The culture of how one acts as a beneficiary of such a scheme did not exist and had to be developed, the official said. This is an explanation for the abuse of the system, but there is also an economic explanation. When a service or good is free of charge, demand will always far exceed the supply. In the case of goods there are big shortages while for a free service, like healthcare, very long waiting lists are created that could undermine, if not destroy the operation of the system.
It could be argued that Gesy is not, strictly speaking, a free service as every working person pays into the system every month. But this makes things worse because a patient is even more demanding, unwilling to tolerate long waiting times to see a doctor. For the monthly rate paid, an individual is entitled to unlimited care and expects to be able to see be their doctor immediately and be referred for medical tests promptly, even when the doctor sees no need for them. This is guaranteed to put the system under strain, both operationally and financially, even if a limit has been put on the number of visits to a personal doctor a patient can make in a year.

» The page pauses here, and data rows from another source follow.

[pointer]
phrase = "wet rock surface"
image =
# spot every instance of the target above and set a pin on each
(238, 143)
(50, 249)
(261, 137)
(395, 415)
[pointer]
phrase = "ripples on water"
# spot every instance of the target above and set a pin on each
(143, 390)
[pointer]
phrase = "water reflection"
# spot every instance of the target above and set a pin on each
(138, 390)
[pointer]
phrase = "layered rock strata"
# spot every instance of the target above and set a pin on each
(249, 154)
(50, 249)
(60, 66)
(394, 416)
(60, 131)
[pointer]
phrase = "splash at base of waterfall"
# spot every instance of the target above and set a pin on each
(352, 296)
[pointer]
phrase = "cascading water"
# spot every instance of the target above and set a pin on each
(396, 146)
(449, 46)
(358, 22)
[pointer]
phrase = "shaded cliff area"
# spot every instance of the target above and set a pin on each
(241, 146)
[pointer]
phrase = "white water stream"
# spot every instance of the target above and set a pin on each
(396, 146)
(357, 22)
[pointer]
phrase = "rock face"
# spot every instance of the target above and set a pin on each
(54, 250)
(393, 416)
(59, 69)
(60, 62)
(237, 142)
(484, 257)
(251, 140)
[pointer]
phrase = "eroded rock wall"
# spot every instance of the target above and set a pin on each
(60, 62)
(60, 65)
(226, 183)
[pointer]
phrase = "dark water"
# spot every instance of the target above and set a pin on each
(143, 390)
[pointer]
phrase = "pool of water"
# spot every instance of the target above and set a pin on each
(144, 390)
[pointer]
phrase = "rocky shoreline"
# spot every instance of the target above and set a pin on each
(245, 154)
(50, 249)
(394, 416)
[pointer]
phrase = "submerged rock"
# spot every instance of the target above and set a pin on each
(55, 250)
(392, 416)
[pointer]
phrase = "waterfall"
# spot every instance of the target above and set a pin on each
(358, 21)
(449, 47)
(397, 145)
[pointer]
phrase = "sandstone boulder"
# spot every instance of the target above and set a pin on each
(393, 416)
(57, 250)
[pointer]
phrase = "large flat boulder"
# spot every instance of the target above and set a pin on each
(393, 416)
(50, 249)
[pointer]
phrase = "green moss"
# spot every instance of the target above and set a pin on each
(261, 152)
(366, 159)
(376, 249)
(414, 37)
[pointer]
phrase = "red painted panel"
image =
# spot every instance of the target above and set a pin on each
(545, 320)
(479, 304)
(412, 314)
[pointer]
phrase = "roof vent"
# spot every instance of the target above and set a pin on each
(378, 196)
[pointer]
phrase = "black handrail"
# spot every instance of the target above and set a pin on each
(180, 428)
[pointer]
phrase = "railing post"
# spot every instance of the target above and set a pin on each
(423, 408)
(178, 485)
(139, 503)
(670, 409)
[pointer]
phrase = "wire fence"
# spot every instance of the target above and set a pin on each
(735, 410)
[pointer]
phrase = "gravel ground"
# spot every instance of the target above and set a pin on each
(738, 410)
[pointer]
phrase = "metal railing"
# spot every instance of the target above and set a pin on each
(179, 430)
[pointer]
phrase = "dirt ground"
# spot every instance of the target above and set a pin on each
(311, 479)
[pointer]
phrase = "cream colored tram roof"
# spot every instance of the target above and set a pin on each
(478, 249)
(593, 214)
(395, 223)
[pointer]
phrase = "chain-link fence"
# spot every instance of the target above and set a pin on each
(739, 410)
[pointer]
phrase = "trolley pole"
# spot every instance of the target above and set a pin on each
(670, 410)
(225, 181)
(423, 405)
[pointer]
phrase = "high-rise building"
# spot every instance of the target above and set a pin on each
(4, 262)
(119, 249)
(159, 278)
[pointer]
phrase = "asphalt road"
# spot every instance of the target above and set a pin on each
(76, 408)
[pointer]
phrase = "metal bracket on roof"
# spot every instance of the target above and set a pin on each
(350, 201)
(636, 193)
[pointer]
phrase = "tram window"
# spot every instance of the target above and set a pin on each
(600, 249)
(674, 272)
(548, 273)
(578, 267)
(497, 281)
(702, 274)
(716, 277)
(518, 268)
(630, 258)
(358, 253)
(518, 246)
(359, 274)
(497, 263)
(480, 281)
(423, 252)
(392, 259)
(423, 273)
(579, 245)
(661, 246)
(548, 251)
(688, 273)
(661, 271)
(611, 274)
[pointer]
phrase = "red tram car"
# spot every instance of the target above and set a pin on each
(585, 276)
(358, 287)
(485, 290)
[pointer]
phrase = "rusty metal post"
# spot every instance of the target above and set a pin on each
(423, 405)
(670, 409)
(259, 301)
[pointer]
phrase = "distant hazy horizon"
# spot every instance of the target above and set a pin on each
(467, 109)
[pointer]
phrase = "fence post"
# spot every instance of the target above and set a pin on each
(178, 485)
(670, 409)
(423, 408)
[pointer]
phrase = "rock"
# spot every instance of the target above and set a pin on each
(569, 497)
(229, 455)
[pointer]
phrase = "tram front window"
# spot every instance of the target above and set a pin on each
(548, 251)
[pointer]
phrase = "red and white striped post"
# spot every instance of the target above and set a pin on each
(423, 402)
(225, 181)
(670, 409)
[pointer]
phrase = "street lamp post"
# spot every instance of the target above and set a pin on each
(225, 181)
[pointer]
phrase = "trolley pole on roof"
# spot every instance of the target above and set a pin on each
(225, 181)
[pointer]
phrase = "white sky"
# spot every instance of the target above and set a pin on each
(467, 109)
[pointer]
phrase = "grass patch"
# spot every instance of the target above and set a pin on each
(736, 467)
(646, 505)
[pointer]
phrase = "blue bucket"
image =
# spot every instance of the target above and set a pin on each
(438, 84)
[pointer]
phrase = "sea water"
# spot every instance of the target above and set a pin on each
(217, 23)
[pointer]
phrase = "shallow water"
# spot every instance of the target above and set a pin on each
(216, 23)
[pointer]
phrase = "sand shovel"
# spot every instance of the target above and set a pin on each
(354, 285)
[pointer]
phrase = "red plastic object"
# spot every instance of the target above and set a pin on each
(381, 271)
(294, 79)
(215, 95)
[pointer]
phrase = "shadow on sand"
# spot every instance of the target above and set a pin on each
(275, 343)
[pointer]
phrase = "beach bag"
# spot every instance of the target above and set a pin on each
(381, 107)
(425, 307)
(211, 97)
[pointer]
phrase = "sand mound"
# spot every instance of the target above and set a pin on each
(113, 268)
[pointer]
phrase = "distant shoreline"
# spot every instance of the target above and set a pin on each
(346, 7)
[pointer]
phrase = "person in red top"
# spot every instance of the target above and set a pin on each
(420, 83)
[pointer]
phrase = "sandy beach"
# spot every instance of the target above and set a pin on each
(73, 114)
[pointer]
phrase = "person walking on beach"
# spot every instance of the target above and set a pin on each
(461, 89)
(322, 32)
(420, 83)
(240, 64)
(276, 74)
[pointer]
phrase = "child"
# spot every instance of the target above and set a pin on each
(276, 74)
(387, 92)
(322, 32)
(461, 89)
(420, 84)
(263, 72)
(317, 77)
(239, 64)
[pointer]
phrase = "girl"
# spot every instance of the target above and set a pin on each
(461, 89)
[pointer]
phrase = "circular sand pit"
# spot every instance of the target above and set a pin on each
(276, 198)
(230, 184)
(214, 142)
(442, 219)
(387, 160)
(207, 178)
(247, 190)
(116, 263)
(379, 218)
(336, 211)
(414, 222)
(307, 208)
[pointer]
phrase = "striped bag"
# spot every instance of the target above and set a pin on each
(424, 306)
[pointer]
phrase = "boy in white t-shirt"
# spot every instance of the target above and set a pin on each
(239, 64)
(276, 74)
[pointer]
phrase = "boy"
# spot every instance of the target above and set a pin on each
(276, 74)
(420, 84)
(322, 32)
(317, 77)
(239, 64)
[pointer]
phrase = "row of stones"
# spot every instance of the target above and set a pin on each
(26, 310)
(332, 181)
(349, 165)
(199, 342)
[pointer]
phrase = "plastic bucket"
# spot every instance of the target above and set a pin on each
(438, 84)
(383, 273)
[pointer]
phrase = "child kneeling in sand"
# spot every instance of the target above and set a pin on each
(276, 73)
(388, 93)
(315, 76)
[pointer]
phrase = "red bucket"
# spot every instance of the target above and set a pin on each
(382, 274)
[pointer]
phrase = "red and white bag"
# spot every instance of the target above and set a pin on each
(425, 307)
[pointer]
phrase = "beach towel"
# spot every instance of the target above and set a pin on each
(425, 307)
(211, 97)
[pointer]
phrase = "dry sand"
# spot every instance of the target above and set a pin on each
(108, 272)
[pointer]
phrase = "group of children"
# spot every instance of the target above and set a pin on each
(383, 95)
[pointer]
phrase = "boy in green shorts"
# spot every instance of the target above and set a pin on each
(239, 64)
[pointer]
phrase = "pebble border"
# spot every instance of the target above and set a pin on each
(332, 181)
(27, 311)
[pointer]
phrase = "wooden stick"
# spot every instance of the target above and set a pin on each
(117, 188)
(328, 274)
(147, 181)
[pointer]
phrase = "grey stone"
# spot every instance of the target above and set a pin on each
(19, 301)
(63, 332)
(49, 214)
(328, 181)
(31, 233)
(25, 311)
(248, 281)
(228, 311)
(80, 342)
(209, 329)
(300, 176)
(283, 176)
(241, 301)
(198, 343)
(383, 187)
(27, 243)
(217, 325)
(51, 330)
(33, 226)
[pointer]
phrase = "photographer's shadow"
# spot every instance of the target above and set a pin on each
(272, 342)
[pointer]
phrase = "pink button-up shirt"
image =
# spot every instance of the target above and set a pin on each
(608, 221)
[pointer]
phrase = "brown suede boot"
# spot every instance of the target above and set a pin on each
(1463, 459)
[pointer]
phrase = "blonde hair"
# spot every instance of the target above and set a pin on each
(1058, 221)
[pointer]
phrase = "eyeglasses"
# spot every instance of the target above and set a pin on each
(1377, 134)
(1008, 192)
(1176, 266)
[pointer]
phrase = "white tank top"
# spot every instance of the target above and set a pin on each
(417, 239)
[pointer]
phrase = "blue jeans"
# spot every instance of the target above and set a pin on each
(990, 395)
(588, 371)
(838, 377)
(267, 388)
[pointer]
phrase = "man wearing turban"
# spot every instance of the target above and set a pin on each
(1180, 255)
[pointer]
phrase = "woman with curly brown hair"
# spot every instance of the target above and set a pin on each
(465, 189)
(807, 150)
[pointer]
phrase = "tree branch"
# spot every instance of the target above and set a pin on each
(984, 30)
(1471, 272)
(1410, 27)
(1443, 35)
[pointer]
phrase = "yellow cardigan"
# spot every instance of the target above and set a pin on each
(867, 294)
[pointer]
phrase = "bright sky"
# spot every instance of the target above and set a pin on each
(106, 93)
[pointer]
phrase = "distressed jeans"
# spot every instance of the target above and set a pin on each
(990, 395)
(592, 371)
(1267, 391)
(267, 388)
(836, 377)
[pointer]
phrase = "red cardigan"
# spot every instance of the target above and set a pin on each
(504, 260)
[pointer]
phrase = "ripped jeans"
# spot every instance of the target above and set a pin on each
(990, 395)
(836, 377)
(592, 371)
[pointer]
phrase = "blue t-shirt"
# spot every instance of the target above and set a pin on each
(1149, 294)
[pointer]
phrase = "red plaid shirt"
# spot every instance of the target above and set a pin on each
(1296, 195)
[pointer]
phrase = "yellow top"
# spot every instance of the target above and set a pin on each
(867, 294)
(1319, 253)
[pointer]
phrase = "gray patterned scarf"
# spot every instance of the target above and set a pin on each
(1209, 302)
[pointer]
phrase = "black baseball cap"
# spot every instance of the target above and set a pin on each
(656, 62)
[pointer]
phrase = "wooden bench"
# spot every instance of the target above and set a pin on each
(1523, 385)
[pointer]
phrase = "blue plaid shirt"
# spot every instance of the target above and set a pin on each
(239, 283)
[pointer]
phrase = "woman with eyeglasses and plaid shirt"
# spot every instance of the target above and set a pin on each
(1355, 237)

Will the abuses of the system decline with the passing of time and the wearing off of the novelty of free healthcare? The HIO official said the culture should change, but how long will this take? How many campaigns? For how many years will it be necessary to stop people visiting a doctor because they have a headache and demanding they are referred for an MRI scan? People now believe they are entitled to everything Gesy has to offer, even if they do not need it.
It might not be a very popular idea, but the only way to stop the abuses that are certain to clog up the system and damage the quality of the service would be the introduction of small charge – €5 perhaps – for every visit to a doctor and for medical tests. It worked at the A&E departments at the hospitals, where people would turn up to have their blood pressure measured. After the introduction of a small fee, visits fell by 50 per cent, freeing hospital staff to deal with urgent cases.
The same measure could be introduced to Gesy to ensure against abuses, thus reducing the waiting times for people in real need of care and keeping the costs of the scheme under control. Excessive numbers of blood tests and MRI scans would substantially increase costs, which is the number one concern. Both the IMF and European Commission warned about the risks posed by Gesy to fiscal stability. This is why the excess demand for healthcare needs to be addressed now with practical measures.